While Senator John McCain, a supporter of closing Guantanamo, defended the use of military tribunals for accused war criminals, he said the process “is a source of enormous frustration” that needs to be reviewed.
“Even a terrorist deserves a trial,” McCain, the Arizona Republican who heads the Senate Armed Services Committee, said in an interview.
The frustration is shared in the Pentagon, where an effort to prod Pohl to speed up the case backfired.
In January, Deputy Defense Secretary Robert Work signed an order that would have required Pohl and other military judges to live on the isolated Guantanamo base until their cases were completed instead of commuting occasionally.
A military judge overruled the order as an effort to exert “unlawful influence” over cases moving toward trial.
Changing of the Guard
Retired Marine Major General Vaughn Ary, who had recommended the order issued by Work, stepped down as the “convening authority” overseeing military tribunals at Guantanamo.
Paul Oostburg Sanz, the Navy’s general counsel who replaced Ary, declined to answer questions about the military tribunal process because it concerns “matters pertaining to active litigation,” according to Henrietta Levin, a Pentagon spokeswoman who handles Guantanamo issues. Pohl, the judge in the Sept. 11 case, also has declined all interview requests, according to Levin.
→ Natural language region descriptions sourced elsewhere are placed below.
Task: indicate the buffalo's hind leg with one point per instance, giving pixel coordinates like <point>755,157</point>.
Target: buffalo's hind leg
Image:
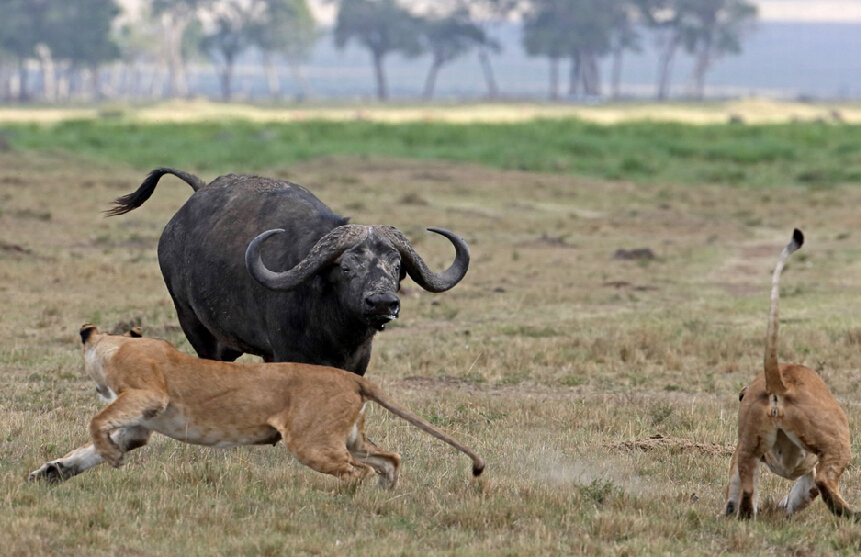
<point>204,343</point>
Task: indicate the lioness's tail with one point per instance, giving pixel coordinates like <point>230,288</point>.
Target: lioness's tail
<point>135,199</point>
<point>773,378</point>
<point>372,392</point>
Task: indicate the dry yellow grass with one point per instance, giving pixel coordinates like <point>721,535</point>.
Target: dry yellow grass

“We couldn’t have screwed up the trial of these guys any more if we tried,” said Colby Vokey, a military attorney and retired Marine lieutenant colonel who represented a Canadian teenager who was held at Guantanamo on murder and terrorism charges. The defendant pleaded guilty to war crimes and was sent to Canada, where he was later released.
“For people looking for justice, I don’t think they’ll see it unless we try these cases in federal court,” Vokey said.
Fidell, the Yale legal scholar, agreed that the only viable solution is for Congress to allow the case to be tried in a U.S. federal district court.
While World War II military tribunals were hardly perfect, he said, “Expectations of fairness and what a criminal trial is supposed to look like have evolved dramatically since 1942. They had to invent a body of law, and it doesn’t work.”